As professionals who greatly value accuracy and precision, those who process and approve contracts are necessarily leery of giving up control over the language that populates their documents. At the same time, they often find themselves with a mismatch between time spent on routine activities and value delivered. For example, an initial contract review may force legal professionals to spend hours reading innocuous language just to uncover a couple of knotty issues that need fixing. Or, they may find themselves dedicating an unseemly amount of time assessing the complexity of a given contract just to decide who needs to be on the approval chain.

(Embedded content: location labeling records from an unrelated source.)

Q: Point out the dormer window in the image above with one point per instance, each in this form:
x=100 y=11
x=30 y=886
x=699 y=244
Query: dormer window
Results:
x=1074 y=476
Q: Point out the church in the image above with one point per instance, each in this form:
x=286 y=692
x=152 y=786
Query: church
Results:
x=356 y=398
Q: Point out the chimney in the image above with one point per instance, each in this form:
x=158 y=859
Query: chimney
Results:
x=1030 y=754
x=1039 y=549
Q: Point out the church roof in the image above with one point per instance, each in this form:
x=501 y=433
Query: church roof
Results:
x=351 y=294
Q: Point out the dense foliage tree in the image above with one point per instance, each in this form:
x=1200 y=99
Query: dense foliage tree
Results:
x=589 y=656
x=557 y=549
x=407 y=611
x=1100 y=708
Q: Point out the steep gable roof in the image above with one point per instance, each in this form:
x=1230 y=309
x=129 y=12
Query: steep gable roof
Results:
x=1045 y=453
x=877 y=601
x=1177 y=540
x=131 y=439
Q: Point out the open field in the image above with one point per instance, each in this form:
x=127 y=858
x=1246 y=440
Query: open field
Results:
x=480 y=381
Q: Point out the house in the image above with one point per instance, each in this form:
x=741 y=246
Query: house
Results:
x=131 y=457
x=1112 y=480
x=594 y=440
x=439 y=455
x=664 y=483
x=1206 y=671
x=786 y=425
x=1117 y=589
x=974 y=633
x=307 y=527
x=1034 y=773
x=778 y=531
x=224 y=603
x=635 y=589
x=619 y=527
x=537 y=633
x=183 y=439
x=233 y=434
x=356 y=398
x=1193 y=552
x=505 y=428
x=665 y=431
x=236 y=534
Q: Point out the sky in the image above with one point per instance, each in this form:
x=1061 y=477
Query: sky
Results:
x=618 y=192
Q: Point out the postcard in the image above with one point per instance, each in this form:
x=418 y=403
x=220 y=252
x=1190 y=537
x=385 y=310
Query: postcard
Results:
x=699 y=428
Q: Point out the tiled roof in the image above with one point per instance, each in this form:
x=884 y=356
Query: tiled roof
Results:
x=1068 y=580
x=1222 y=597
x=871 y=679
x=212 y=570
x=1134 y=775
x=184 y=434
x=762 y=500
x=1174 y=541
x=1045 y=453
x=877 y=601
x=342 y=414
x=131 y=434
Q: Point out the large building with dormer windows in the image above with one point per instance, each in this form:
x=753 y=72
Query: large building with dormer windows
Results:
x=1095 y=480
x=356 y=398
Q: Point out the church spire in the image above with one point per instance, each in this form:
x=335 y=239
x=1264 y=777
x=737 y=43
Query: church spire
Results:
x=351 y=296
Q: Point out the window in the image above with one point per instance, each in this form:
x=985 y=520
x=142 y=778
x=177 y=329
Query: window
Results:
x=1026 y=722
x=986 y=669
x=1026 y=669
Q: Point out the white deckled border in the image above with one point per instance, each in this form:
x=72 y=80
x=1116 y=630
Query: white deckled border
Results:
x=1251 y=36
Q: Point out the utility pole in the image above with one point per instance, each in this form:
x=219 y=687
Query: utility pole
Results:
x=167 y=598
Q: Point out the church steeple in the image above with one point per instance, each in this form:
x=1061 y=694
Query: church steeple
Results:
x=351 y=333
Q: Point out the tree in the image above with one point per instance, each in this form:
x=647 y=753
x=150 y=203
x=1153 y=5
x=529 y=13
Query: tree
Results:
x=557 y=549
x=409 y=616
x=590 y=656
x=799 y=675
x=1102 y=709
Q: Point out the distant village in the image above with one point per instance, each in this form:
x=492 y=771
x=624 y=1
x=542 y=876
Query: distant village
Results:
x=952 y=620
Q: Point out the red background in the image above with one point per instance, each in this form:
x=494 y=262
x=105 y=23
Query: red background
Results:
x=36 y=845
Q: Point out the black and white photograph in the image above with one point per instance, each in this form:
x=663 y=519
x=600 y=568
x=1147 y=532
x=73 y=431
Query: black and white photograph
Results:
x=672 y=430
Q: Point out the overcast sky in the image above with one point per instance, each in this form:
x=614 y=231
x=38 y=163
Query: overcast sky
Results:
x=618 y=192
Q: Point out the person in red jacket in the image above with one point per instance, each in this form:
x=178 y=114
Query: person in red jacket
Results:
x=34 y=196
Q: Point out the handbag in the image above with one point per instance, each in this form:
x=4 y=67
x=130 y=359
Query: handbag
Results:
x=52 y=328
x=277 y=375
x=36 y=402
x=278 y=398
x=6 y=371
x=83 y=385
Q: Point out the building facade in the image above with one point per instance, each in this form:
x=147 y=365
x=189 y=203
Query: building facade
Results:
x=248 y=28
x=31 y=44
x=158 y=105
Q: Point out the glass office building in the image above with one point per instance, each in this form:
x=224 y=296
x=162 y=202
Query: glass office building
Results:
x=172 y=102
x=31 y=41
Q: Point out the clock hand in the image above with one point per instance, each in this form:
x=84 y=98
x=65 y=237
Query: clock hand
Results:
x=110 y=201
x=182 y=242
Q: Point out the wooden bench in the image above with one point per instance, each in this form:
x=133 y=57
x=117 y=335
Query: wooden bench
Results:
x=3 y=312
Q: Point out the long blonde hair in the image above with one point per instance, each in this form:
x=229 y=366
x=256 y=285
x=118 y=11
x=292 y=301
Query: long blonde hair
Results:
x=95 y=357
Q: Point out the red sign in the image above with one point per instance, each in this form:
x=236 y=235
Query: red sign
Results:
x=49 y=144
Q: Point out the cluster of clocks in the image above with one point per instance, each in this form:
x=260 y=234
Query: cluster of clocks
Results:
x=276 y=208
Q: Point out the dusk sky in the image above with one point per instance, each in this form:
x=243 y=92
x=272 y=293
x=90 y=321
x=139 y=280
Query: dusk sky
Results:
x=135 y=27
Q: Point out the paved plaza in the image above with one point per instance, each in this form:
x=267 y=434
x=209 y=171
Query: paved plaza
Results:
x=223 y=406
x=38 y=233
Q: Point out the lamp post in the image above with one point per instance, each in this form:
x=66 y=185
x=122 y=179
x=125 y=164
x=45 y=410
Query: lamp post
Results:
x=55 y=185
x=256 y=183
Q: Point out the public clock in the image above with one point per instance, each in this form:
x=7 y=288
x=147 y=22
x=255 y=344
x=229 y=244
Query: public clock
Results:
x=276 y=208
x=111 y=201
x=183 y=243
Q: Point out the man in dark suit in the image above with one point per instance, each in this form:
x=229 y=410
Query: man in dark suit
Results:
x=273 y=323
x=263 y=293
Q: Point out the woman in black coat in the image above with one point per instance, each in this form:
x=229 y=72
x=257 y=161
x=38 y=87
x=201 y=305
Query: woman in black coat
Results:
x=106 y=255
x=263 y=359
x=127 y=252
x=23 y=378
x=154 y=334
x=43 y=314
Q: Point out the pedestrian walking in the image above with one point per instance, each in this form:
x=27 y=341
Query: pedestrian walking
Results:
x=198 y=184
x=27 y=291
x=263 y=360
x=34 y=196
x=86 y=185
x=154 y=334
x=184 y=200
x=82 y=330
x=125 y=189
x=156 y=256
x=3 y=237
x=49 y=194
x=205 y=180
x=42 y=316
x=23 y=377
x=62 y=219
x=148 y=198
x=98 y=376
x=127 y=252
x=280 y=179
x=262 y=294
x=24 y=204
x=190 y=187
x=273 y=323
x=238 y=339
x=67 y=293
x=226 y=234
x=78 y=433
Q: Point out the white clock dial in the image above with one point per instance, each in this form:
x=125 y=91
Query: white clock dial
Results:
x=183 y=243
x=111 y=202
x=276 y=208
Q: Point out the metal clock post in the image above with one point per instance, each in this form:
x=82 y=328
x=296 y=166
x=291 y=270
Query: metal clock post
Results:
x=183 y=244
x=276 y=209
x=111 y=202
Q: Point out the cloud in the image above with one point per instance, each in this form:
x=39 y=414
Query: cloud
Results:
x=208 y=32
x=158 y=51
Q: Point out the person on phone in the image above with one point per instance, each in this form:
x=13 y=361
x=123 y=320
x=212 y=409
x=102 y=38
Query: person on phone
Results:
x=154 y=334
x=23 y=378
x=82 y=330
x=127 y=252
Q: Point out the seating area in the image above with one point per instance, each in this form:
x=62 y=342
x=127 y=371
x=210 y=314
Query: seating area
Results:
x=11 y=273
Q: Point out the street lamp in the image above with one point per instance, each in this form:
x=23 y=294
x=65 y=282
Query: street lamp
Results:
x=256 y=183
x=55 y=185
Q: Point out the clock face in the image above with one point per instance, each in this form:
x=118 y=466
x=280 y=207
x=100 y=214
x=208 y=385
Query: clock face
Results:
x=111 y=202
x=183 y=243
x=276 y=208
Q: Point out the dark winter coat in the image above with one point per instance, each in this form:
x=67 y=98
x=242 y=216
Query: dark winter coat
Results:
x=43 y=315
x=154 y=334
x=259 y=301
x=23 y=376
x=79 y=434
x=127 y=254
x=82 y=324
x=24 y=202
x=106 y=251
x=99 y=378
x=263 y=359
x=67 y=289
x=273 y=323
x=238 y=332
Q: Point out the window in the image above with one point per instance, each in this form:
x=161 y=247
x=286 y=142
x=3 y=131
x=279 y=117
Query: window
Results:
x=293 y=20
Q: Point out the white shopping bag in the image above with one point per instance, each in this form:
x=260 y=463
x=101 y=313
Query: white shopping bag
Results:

These routine procedures are perfect opportunities for AI agents to step in and deliver substantial time savings. One Agiloft customer, for instance, built a GenAI action that evaluates uploaded contracts and automatically assigns them to the right approval sequence, accelerating time to completion and saving hours of grinding effort that could be better spent actually negotiating details. Others use built-in agents to autonomously build summaries to make complex agreements easier to understand for their non-Legal colleagues.
AI agents like these comply with three of the five core characteristics of agentic AI, including:
- Goal-oriented: Delivering something of value without guidance beyond the original prompt
- Decision-making: Interpreting the contents of a document to drive decisions, then making actual changes to process and communications
- Autonomous: Will work independently until told to stop, although they can be adjusted as needed
Looking ahead to the future
While the time may someday come where contracting professionals become content to hand over complete control of their contracts to AI, that time is not yet upon us. But by building AI agents that meet at least three characteristic criteria of agentic AI, they can accelerate their processes, reduce their manual work, and drive superior results overall.